Dilara Özden: Tabii.

Ece Nisa Güven: Tamamdır o zaman ben başlıyorum. Öncelikle çizime nasıl başladığını çok merak ediyoruz. Çocukluğunda çizime başlamanı sağlayan, seni bu alana yönlendiren bir oyun, kişi veya bir etken oldu mu?

Dilara Özden: Çok fazla etken oldu, özellikle anime izleyerek başladım. Sailor Moon (Ay Savaşçısı) çok fazla izliyordum ki sanırım çoğu genç kız izliyordur. Altı-yedili yaşlarımda teyzem bir şekilde çizim yapabildiğimi keşfetti ve onun yönlendirmesiyle başlamış oldum.

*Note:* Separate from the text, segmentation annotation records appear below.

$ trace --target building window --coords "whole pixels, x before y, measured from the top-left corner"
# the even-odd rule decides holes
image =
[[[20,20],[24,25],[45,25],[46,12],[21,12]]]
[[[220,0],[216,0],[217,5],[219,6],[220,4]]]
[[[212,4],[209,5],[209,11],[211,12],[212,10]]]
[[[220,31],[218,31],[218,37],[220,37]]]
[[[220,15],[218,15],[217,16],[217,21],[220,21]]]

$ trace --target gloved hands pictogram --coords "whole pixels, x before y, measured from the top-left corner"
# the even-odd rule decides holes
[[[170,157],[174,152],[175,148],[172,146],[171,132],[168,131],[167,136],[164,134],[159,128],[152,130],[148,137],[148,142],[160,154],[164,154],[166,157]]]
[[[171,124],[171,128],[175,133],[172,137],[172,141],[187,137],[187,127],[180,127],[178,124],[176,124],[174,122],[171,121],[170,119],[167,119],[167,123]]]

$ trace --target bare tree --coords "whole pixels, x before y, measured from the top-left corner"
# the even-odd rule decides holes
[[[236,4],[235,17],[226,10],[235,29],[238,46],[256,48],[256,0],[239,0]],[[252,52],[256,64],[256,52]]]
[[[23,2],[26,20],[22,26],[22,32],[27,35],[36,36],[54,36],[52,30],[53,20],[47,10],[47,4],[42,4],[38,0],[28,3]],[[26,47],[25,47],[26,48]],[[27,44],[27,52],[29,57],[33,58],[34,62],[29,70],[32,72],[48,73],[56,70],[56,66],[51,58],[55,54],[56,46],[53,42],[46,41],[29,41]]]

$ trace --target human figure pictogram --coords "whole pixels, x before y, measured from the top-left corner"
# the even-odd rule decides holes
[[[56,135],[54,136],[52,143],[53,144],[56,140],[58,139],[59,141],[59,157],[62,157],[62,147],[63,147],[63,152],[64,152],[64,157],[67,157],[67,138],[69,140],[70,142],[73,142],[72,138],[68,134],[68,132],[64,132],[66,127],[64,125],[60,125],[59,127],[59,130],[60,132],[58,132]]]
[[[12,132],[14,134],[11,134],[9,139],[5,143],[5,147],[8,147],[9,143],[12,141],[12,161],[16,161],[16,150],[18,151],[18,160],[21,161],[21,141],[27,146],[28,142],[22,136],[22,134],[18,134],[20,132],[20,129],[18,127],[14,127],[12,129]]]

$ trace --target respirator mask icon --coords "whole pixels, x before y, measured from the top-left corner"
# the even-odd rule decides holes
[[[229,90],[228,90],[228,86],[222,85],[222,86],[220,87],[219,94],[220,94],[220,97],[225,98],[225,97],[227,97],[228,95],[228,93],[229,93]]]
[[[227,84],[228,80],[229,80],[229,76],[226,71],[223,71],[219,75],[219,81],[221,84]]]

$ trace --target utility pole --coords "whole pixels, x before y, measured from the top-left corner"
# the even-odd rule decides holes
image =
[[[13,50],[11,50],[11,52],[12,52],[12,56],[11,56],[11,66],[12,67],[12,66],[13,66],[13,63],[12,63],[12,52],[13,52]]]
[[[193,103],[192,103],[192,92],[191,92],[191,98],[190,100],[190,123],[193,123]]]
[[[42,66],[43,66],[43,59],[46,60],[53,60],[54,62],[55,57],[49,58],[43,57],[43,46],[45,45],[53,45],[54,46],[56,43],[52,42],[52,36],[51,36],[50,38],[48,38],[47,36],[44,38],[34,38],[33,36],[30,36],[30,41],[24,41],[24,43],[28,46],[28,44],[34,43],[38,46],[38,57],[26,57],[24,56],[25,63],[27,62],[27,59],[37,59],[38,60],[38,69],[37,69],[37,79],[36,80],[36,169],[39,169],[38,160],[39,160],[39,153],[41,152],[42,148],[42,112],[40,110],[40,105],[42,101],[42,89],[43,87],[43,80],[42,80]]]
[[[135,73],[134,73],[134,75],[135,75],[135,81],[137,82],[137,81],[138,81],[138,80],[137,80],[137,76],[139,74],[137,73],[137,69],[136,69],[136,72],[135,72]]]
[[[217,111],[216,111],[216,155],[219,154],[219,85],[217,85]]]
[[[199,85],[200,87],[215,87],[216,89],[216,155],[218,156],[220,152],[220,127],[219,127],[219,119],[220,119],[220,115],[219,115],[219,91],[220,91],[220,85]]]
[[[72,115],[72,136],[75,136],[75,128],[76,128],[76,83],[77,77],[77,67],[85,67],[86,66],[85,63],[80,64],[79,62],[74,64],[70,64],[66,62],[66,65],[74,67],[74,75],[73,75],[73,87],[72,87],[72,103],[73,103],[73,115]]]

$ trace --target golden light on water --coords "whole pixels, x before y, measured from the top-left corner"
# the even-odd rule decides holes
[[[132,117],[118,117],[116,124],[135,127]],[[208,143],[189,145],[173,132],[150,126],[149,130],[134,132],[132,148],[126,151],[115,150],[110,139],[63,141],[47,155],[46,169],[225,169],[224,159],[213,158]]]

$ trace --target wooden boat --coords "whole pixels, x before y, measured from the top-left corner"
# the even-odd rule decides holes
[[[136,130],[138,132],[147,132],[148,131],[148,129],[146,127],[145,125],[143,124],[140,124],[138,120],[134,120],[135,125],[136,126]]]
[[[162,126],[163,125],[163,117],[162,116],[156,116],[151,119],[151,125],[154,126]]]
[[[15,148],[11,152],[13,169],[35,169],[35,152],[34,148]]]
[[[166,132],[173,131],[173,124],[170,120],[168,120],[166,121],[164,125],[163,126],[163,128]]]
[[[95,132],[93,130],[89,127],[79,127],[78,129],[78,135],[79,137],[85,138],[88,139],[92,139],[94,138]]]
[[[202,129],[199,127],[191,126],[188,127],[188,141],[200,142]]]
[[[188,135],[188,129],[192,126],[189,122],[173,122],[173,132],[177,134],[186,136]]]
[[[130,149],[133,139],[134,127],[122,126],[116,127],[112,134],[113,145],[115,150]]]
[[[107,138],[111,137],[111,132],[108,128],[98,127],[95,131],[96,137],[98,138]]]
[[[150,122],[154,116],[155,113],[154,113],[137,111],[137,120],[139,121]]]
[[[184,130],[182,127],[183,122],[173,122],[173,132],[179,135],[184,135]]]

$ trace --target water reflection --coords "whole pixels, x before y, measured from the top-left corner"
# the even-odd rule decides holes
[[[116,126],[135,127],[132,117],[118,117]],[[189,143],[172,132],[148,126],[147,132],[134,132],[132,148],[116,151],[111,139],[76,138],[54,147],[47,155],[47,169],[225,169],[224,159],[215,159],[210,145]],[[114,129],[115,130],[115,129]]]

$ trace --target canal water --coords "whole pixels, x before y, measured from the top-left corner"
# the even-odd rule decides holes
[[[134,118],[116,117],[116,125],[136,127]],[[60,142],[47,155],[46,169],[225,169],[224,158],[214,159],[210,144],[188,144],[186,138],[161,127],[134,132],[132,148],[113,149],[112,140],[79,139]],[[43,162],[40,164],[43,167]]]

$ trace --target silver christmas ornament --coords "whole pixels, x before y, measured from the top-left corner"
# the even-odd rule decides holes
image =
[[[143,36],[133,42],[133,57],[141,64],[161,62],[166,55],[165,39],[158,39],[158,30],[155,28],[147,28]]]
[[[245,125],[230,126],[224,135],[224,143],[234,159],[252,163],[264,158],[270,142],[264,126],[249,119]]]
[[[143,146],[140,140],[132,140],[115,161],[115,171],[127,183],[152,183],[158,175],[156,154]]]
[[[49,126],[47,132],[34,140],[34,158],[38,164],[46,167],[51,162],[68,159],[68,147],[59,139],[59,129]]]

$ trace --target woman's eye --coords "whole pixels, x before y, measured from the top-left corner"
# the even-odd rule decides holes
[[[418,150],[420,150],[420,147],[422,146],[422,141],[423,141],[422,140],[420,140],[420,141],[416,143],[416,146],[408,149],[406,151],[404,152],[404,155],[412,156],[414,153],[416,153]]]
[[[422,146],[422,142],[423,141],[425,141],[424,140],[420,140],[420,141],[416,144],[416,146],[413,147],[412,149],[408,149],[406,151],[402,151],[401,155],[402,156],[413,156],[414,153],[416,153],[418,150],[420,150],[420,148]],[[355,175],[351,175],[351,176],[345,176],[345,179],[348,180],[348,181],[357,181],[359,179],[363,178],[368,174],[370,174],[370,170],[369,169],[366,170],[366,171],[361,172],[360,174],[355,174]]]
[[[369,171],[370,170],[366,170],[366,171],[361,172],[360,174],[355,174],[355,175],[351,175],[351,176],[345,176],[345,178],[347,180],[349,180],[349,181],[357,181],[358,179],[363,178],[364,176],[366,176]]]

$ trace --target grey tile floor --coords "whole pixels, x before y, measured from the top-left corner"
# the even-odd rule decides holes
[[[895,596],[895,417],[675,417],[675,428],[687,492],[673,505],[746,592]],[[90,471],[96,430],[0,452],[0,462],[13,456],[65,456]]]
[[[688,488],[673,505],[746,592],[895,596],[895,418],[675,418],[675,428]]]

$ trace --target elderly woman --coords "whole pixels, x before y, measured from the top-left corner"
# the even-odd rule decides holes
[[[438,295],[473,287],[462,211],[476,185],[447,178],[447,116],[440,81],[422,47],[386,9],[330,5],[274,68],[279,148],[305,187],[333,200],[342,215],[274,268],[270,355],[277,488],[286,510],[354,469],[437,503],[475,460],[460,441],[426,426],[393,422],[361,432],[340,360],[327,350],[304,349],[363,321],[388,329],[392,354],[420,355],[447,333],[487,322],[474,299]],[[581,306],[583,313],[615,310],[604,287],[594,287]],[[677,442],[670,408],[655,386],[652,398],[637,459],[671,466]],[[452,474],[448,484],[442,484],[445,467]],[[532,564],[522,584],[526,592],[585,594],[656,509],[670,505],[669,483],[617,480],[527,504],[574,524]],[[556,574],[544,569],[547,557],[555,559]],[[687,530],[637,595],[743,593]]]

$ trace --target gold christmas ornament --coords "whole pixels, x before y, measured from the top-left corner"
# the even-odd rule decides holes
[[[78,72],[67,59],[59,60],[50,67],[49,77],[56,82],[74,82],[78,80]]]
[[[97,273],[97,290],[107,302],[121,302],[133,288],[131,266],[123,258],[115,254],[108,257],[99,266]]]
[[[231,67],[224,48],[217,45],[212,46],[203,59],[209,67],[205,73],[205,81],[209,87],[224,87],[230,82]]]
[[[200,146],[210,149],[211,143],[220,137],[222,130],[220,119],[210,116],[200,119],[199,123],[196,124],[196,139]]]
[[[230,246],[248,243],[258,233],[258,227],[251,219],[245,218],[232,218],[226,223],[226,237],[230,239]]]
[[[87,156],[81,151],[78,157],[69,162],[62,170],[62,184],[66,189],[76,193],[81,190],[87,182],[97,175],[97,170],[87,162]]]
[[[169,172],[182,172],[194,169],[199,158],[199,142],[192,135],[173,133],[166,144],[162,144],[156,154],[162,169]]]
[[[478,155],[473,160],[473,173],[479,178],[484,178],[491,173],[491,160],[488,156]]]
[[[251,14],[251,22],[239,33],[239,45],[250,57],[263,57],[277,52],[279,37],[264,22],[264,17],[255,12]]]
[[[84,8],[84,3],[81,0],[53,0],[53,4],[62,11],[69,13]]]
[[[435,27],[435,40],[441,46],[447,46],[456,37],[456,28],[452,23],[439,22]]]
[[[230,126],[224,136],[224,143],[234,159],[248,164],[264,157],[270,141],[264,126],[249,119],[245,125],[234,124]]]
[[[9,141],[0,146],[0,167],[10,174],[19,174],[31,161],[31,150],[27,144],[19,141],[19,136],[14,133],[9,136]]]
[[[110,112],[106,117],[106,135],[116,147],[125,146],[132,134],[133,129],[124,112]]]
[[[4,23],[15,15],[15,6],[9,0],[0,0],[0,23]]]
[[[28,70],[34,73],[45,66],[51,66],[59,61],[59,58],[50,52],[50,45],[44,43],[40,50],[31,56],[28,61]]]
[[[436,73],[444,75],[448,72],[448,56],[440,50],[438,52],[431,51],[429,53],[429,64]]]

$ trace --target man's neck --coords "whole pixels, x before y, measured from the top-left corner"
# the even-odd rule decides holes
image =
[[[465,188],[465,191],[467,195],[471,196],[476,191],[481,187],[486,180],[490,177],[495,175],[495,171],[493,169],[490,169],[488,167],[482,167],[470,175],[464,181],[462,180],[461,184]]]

F.Y: Peki o yaşlarda bununla ilgili bir eğitim aldın mı yoksa kendi kendine mi uğraştın?

D.Ö: Ben bu alanda eğitim almadım. Şöyle, Mimar Sinan Güzel Sanatlar Üniversitesi’ne girmeden önce Mimar Sinan’ın bir kursu olduğunu öğrendim, sanırım o zamanlar okula ait bir kurstu ve şu an böyle bir şey yok. O zamanlar bir iki aylığına oraya gitmiştim, oradan çıkıp başka bir yere girdim ve birkaç ay da orada kaldım. Onun dışında da hiçbir eğitim almadım. Zaten çok yeterli olduğumu da hiçbir zaman düşünmüyorum. Genelde sanatçıların böyle bir sıkıntısı vardır. Kendini hiçbir yeterli görmezsin. Başkası için senin çizimlerin çok güzel olabilir ama kendi açından baktığında ‘neden böyle çiziyorum’ diyorsun. Dediğim gibi bu alanda bir eğitim almadım. Hatta lise zamanında çok alâkasız şekilde fen bölümünde okuyordum.

E.N.G: Daha önce tasarımcı olarak staj yaptığını biliyoruz. Peki, 2D artistlik sürecin RED’de nasıl başladı? Seni RED’e yönlendiren, burada çalışmaya başlamanı sağlayan ne oldu?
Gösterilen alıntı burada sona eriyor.